Die DSV-Frauen hatten zuvor im Sprint ein historisch schwaches Rennen abgeliefert, Denise Herrmann (Oberwiesenthal) war beim schlechtesten Weltcup-Abschneiden jemals als 41. beste Deutsche. Am Samstag (14.55 Uhr) steht für die Männer in Hochfilzen der Verfolger auf dem Programm, tags darauf macht die Staffel den Abschluss (14.15 Uhr).

Olympia 2014: Nachträglich Gold für Herren-Staffel?

Die deutschen Biathlon-Männer dürfen auf nachträgliches Staffel-Gold von den Olympischen Spielen 2014 in Sotschi hoffen. Nach Informationen der ARD-Dopingredaktion soll im russischen Skandal um manipulierte Doping-Daten Jewgeni Ustjugow, der mit der russischen Staffel vor fünf Jahren Gold gewonnen hatte, betroffen sein. Das deutsche Quartett aus Erik Lesser, Daniel Böhm, Arnd Peiffer und Simon Schempp hatte in Sotschi den zweiten Platz belegt.

"Wenn es so kommen sollte, würden wir alle die Siegerehrung zu Hause im Garten nachspielen. Ich würde mich natürlich freuen, als Olympiasieger meine Karriere beenden zu können", sagte Lesser am Rande des Weltcups in Hochfilzen, mahnte aber: "Ich nehme es an, wenn es soweit ist. Bis dahin ist es nur ein Gerücht."

Auch Daten von Swetlana Slepzowa, Staffel-Olympiasiegerin von 2010, sollen laut ARD im Moskauer Kontrolllabor manipuliert worden sein. "Wir haben die Beweise, wir haben auch festgestellt, dass Daten gelöscht worden sind. Teilweise konnten wir sie wiederherstellen", sagte WADA-Chefermittler Günter Younger der ARD. Den Biathlon-Weltverband IBU habe man bereits "entsprechend unterstützt".

"Die IBU hat bereits im November 2018 Verfahren gegen Jewgeni Ustjugow, Swetlana Slepzowa und zwei weitere russische Biathleten auf Grundlage der Moskauer LIMS-Daten eingeleitet", teilte die Internationale Biathlon Union mit: "Die Verfahren gegen die genannten Athleten ist beim IBU Anti-Doping Hearing Panel noch immer anhängig und daher kann die IBU aus rechtlichen Gründen keine weiteren Angaben zu Inhalten oder Entwicklungen dieser Verfahren machen."

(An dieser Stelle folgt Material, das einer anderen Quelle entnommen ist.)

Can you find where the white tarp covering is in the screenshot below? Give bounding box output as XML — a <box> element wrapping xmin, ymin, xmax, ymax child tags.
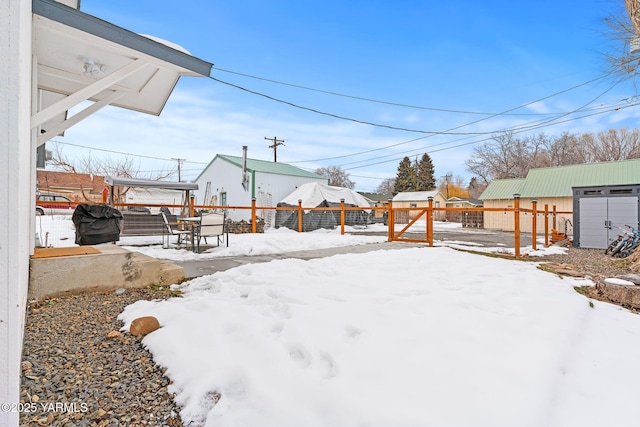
<box><xmin>280</xmin><ymin>182</ymin><xmax>371</xmax><ymax>212</ymax></box>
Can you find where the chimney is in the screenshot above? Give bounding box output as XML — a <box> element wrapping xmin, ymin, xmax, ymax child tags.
<box><xmin>242</xmin><ymin>145</ymin><xmax>249</xmax><ymax>191</ymax></box>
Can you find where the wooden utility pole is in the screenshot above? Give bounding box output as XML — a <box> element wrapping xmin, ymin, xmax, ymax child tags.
<box><xmin>264</xmin><ymin>136</ymin><xmax>284</xmax><ymax>163</ymax></box>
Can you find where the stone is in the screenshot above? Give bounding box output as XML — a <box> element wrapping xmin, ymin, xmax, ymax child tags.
<box><xmin>129</xmin><ymin>316</ymin><xmax>160</xmax><ymax>337</ymax></box>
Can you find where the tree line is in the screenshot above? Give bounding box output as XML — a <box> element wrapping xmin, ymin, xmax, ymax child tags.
<box><xmin>465</xmin><ymin>128</ymin><xmax>640</xmax><ymax>185</ymax></box>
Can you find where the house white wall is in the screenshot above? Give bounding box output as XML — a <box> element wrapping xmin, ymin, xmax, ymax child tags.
<box><xmin>194</xmin><ymin>158</ymin><xmax>327</xmax><ymax>225</ymax></box>
<box><xmin>125</xmin><ymin>188</ymin><xmax>185</xmax><ymax>215</ymax></box>
<box><xmin>0</xmin><ymin>1</ymin><xmax>36</xmax><ymax>426</ymax></box>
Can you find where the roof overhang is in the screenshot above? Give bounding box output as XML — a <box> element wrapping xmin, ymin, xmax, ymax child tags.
<box><xmin>104</xmin><ymin>176</ymin><xmax>198</xmax><ymax>191</ymax></box>
<box><xmin>31</xmin><ymin>0</ymin><xmax>212</xmax><ymax>145</ymax></box>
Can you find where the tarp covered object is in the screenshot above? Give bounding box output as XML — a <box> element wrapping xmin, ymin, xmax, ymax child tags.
<box><xmin>275</xmin><ymin>182</ymin><xmax>371</xmax><ymax>231</ymax></box>
<box><xmin>71</xmin><ymin>204</ymin><xmax>122</xmax><ymax>246</ymax></box>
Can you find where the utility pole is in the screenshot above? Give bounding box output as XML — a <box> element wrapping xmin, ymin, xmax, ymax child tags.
<box><xmin>171</xmin><ymin>157</ymin><xmax>186</xmax><ymax>182</ymax></box>
<box><xmin>264</xmin><ymin>136</ymin><xmax>284</xmax><ymax>163</ymax></box>
<box><xmin>443</xmin><ymin>174</ymin><xmax>453</xmax><ymax>199</ymax></box>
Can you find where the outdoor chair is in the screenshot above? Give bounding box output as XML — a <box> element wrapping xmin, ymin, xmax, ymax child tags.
<box><xmin>197</xmin><ymin>212</ymin><xmax>229</xmax><ymax>252</ymax></box>
<box><xmin>161</xmin><ymin>212</ymin><xmax>191</xmax><ymax>249</ymax></box>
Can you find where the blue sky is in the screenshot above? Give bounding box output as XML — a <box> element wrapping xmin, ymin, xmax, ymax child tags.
<box><xmin>55</xmin><ymin>0</ymin><xmax>639</xmax><ymax>191</ymax></box>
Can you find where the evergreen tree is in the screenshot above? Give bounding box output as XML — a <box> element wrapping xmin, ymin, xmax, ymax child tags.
<box><xmin>415</xmin><ymin>153</ymin><xmax>436</xmax><ymax>191</ymax></box>
<box><xmin>393</xmin><ymin>157</ymin><xmax>416</xmax><ymax>195</ymax></box>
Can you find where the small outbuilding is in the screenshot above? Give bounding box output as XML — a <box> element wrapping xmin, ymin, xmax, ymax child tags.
<box><xmin>391</xmin><ymin>190</ymin><xmax>447</xmax><ymax>224</ymax></box>
<box><xmin>480</xmin><ymin>159</ymin><xmax>640</xmax><ymax>235</ymax></box>
<box><xmin>275</xmin><ymin>182</ymin><xmax>371</xmax><ymax>231</ymax></box>
<box><xmin>573</xmin><ymin>184</ymin><xmax>640</xmax><ymax>249</ymax></box>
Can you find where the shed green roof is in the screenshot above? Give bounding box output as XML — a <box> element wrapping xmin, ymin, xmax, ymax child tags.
<box><xmin>480</xmin><ymin>159</ymin><xmax>640</xmax><ymax>200</ymax></box>
<box><xmin>480</xmin><ymin>178</ymin><xmax>524</xmax><ymax>200</ymax></box>
<box><xmin>196</xmin><ymin>154</ymin><xmax>328</xmax><ymax>181</ymax></box>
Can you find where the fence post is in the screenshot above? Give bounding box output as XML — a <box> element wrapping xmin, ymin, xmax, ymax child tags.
<box><xmin>251</xmin><ymin>197</ymin><xmax>257</xmax><ymax>234</ymax></box>
<box><xmin>340</xmin><ymin>199</ymin><xmax>344</xmax><ymax>234</ymax></box>
<box><xmin>387</xmin><ymin>199</ymin><xmax>393</xmax><ymax>242</ymax></box>
<box><xmin>544</xmin><ymin>203</ymin><xmax>549</xmax><ymax>248</ymax></box>
<box><xmin>531</xmin><ymin>199</ymin><xmax>538</xmax><ymax>251</ymax></box>
<box><xmin>427</xmin><ymin>196</ymin><xmax>433</xmax><ymax>246</ymax></box>
<box><xmin>513</xmin><ymin>194</ymin><xmax>520</xmax><ymax>258</ymax></box>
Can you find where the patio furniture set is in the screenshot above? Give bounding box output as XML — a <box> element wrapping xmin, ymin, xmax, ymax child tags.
<box><xmin>161</xmin><ymin>212</ymin><xmax>229</xmax><ymax>253</ymax></box>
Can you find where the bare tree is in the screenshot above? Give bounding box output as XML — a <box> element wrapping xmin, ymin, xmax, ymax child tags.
<box><xmin>315</xmin><ymin>166</ymin><xmax>356</xmax><ymax>189</ymax></box>
<box><xmin>47</xmin><ymin>144</ymin><xmax>175</xmax><ymax>201</ymax></box>
<box><xmin>583</xmin><ymin>128</ymin><xmax>640</xmax><ymax>163</ymax></box>
<box><xmin>604</xmin><ymin>0</ymin><xmax>640</xmax><ymax>79</ymax></box>
<box><xmin>465</xmin><ymin>132</ymin><xmax>541</xmax><ymax>183</ymax></box>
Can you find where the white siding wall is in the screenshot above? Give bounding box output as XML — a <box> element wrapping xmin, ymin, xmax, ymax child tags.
<box><xmin>194</xmin><ymin>158</ymin><xmax>251</xmax><ymax>221</ymax></box>
<box><xmin>194</xmin><ymin>158</ymin><xmax>327</xmax><ymax>221</ymax></box>
<box><xmin>126</xmin><ymin>188</ymin><xmax>185</xmax><ymax>214</ymax></box>
<box><xmin>484</xmin><ymin>197</ymin><xmax>573</xmax><ymax>234</ymax></box>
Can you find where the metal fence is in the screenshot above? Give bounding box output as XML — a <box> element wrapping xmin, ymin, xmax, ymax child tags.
<box><xmin>36</xmin><ymin>197</ymin><xmax>572</xmax><ymax>257</ymax></box>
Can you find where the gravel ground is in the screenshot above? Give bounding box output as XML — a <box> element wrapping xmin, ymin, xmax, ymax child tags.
<box><xmin>530</xmin><ymin>246</ymin><xmax>631</xmax><ymax>283</ymax></box>
<box><xmin>20</xmin><ymin>242</ymin><xmax>630</xmax><ymax>427</ymax></box>
<box><xmin>20</xmin><ymin>289</ymin><xmax>182</xmax><ymax>427</ymax></box>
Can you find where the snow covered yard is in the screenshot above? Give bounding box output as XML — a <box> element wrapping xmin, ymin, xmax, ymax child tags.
<box><xmin>33</xmin><ymin>217</ymin><xmax>640</xmax><ymax>427</ymax></box>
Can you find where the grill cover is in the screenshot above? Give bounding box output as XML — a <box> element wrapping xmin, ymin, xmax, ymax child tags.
<box><xmin>71</xmin><ymin>204</ymin><xmax>122</xmax><ymax>246</ymax></box>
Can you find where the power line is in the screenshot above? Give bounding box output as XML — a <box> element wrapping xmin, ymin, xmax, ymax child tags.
<box><xmin>340</xmin><ymin>102</ymin><xmax>640</xmax><ymax>171</ymax></box>
<box><xmin>214</xmin><ymin>67</ymin><xmax>616</xmax><ymax>116</ymax></box>
<box><xmin>209</xmin><ymin>73</ymin><xmax>610</xmax><ymax>135</ymax></box>
<box><xmin>264</xmin><ymin>136</ymin><xmax>284</xmax><ymax>163</ymax></box>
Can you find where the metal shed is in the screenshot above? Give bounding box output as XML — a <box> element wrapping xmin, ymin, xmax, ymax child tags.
<box><xmin>572</xmin><ymin>184</ymin><xmax>640</xmax><ymax>249</ymax></box>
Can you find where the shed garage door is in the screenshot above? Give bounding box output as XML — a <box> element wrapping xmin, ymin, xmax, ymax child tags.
<box><xmin>579</xmin><ymin>197</ymin><xmax>638</xmax><ymax>249</ymax></box>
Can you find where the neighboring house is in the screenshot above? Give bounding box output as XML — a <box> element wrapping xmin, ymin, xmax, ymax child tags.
<box><xmin>446</xmin><ymin>197</ymin><xmax>484</xmax><ymax>228</ymax></box>
<box><xmin>392</xmin><ymin>190</ymin><xmax>447</xmax><ymax>224</ymax></box>
<box><xmin>36</xmin><ymin>170</ymin><xmax>106</xmax><ymax>202</ymax></box>
<box><xmin>359</xmin><ymin>191</ymin><xmax>391</xmax><ymax>220</ymax></box>
<box><xmin>480</xmin><ymin>159</ymin><xmax>640</xmax><ymax>234</ymax></box>
<box><xmin>195</xmin><ymin>154</ymin><xmax>329</xmax><ymax>222</ymax></box>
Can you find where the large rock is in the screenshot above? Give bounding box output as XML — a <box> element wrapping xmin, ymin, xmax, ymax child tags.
<box><xmin>129</xmin><ymin>316</ymin><xmax>160</xmax><ymax>337</ymax></box>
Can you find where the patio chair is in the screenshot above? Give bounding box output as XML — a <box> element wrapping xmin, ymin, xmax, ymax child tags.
<box><xmin>160</xmin><ymin>212</ymin><xmax>191</xmax><ymax>249</ymax></box>
<box><xmin>196</xmin><ymin>212</ymin><xmax>229</xmax><ymax>252</ymax></box>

"Natürlich wäre es schön, wenn unseren Athleten fünf Jahre später Gerechtigkeit widerfährt, aber es hat einen faden Beigeschmack", sagte Bernd Eisenbichler, Sportlicher Leiter bei den deutschen Biathleten: "Es ist nicht so, wie man sich das als Athlet wünscht. Es ist nicht wie bei Olympia mit dem ganzen Drumherum und der Atmosphäre." Die Entscheidung über eine nachträgliche Disqualifikation der russischen Staffel kann nur das IOC treffen.

Am Montag hatte die Welt-Anti-Doping-Agentur WADA aufgrund manipulierter Doping-Daten eine Vierjahressperre gegen Russland verhängt. Russische Sportler dürfen aber bei sportlichen Großereignissen unter bestimmten Voraussetzungen als "neutrale Athleten" starten.